With that said, web scraping is a useful part of your programming and "data science" toolbox. Happy scraping!

## Special Bonus Content: Saving your data as JSON

Above, we demonstrated how to save our scraped data as a CSV file. While CSV is a very important and useful format, depending on what your data look like and what you plan on doing with them downstream, you may wish to use something different. For example, if your data is anything other than simple tabular data, storing your data as serialized JSON objects may well be a better choice. Similarly, if all you're going to be doing is reading your data back in to Python (or some other similar language) for further analysis, using JSON over CSV _may_ save you some coding, depending on what your data look like.

What is JSON? JSON stands for "JavaScript Object Notation", and it is a simple format for representing structured data (a list of strings, a dictionary of key-value pairs, etc.) as text. There are many ways to this, but JSON is particularly popular and useful for several reasons:

1. It is human-readable, meaning that it is possible to examine JSON-encoded data with a text editor
2. Its syntax is very simple, so writing a program to read or write JSON-encoded data is (relatively) straightforward
3. Its syntax looks a lot like JavaScript, Python, Ruby, etc., meaning that it is very easy for programmers who are used to those languages to read (in fact, its syntax is almost-but-not-exactly identical to JavaScript- nearly all valid JSON objects are also valid JavaScript objects).
4. Using JSON can _often_ be more reliable than CSV when working with non-Latin characters in your data (e.g. ∆, π, and 😁). 

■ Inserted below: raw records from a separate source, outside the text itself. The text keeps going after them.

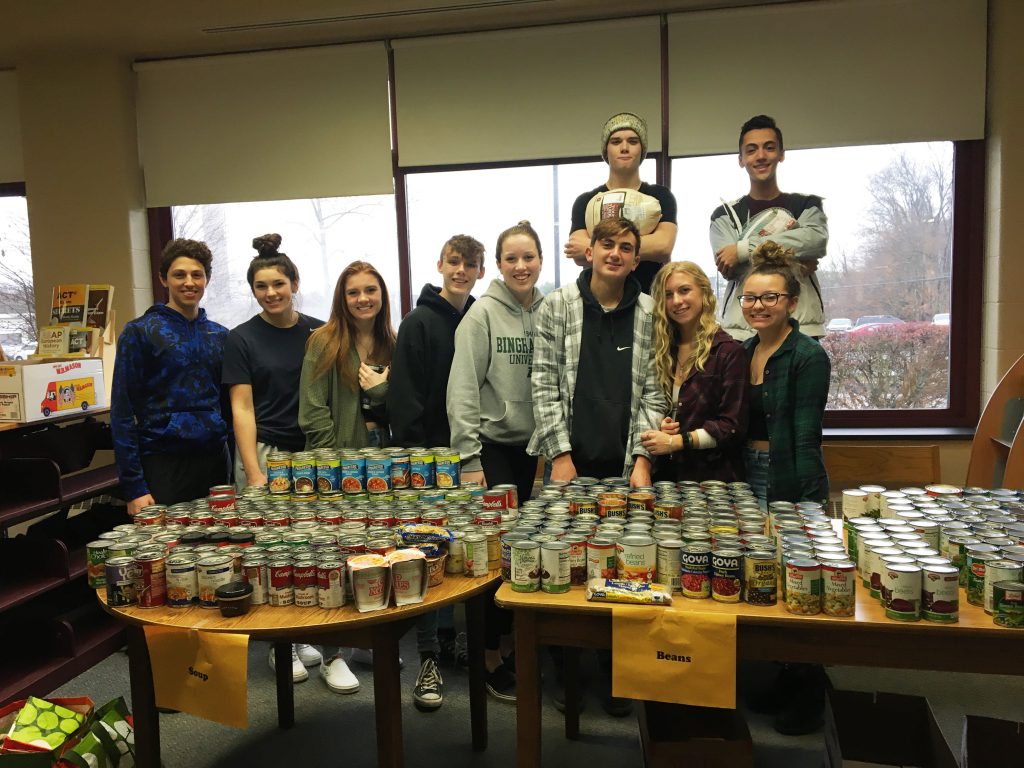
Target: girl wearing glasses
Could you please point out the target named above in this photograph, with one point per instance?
(702, 370)
(788, 385)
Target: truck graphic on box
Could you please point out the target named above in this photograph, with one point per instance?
(68, 394)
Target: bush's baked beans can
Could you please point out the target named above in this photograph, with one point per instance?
(475, 557)
(95, 562)
(213, 571)
(555, 566)
(760, 579)
(600, 558)
(182, 581)
(524, 565)
(151, 585)
(280, 591)
(256, 572)
(121, 578)
(330, 584)
(940, 594)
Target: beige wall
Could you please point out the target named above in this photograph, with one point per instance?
(86, 207)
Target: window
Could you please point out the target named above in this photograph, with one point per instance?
(17, 295)
(321, 236)
(887, 280)
(484, 202)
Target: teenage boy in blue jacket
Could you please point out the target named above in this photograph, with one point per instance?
(170, 435)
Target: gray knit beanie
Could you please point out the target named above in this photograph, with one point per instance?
(621, 122)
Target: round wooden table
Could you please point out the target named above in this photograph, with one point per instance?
(379, 631)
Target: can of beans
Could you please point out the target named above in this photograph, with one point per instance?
(760, 579)
(839, 583)
(330, 584)
(803, 586)
(901, 592)
(151, 584)
(121, 577)
(694, 574)
(280, 591)
(525, 565)
(213, 571)
(940, 594)
(726, 571)
(555, 566)
(475, 554)
(999, 570)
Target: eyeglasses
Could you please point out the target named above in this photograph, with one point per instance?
(747, 300)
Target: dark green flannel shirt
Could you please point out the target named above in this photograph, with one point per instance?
(796, 389)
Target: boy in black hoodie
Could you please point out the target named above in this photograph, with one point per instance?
(418, 412)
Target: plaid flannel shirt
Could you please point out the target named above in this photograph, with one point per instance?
(796, 389)
(556, 358)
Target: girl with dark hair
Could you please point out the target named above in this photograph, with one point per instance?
(702, 371)
(262, 363)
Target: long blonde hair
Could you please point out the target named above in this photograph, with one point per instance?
(667, 335)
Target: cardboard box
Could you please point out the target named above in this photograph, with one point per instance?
(991, 743)
(871, 730)
(680, 735)
(32, 390)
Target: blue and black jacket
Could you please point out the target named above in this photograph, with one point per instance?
(166, 395)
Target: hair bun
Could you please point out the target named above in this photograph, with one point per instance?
(266, 245)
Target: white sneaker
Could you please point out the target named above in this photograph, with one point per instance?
(365, 656)
(338, 677)
(308, 654)
(298, 671)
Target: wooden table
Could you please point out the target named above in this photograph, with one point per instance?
(379, 631)
(868, 639)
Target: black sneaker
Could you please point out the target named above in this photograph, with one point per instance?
(428, 691)
(501, 684)
(454, 652)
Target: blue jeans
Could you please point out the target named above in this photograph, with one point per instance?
(758, 467)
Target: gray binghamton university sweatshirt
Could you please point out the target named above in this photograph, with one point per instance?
(488, 394)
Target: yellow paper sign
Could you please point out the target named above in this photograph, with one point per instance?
(202, 673)
(674, 656)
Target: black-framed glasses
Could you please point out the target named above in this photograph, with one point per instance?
(747, 300)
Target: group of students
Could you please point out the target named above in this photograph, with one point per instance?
(598, 377)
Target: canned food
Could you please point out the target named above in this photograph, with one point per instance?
(940, 594)
(901, 592)
(636, 558)
(525, 565)
(760, 579)
(151, 585)
(803, 586)
(213, 571)
(839, 583)
(121, 577)
(182, 581)
(555, 566)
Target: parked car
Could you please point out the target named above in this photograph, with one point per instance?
(839, 325)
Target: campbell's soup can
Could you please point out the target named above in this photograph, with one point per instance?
(475, 554)
(940, 594)
(151, 585)
(121, 578)
(213, 571)
(555, 566)
(182, 581)
(331, 584)
(280, 591)
(524, 565)
(95, 562)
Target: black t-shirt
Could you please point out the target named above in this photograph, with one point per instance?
(269, 358)
(645, 270)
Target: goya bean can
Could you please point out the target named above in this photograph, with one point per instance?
(524, 565)
(555, 566)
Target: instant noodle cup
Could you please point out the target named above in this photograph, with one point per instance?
(370, 577)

Most languages have built-in functionality for working with JSON- both reading and writing. We can save our scraped Arboretum data in a couple of ways, but the simplest way is to just write it out to a file, one line per object. This style/method is sometimes called ["JSON Lines"](http://jsonlines.org), and is very convenient to work with.

It is worth noting that, in the present example (i.e., Hoyt Arboretum's list of species), it is probably overkill to be using JSON. The main reason for doing so would be if we had some piece of software that we were planning on using downstream that specifically required/preferred JSON. Of course, if our data were more complex (for example, if we were to extend our scraper to visit each species' sub-page and pull out its geolocation, for exmple), JSON would be a very natural way to serialize our results.

In [145]:
import json

with open("species_list.json","w") as outfile:
    for url in letter_index_urls:
        for plant in process_letter_index_detail(url):
            json.dump(plant, outfile, ensure_ascii=False) # in case of Unicode characters
            outfile.write("\n")


Reading in JSON-encoded data is straightforward:

In [150]:
names = [json.loads(l) for l in open("species_list.json")]
names[0]

{'latin_name': 'Abies alba', 'url': 'taxon-312.aspx'}

In [151]:
species_detail_urls = [s['url'] for s in names]
species_detail_urls[0]

'taxon-312.aspx'

Another way some people prefer to work with JSON-serialized data is to write it out as one giant object:

In [152]:
import json

plants = {'species': [] }

for url in letter_index_urls:
    for this_species in process_letter_index_detail(url):
        plants['species'].append(this_species)

with open("species_list2.json","w") as outfile:
    json.dump(plants, outfile)


In [154]:
plants_from_json = json.load(open("species_list2.json"))
len(plants_from_json['species'])

2015

And there you are! We have successfully round-tripped data from Python, out to JSON, and then back into Python. Most programming languages have similar JSON-handling functionality- though the exact functions you use might be different, the overall pattern will be similar.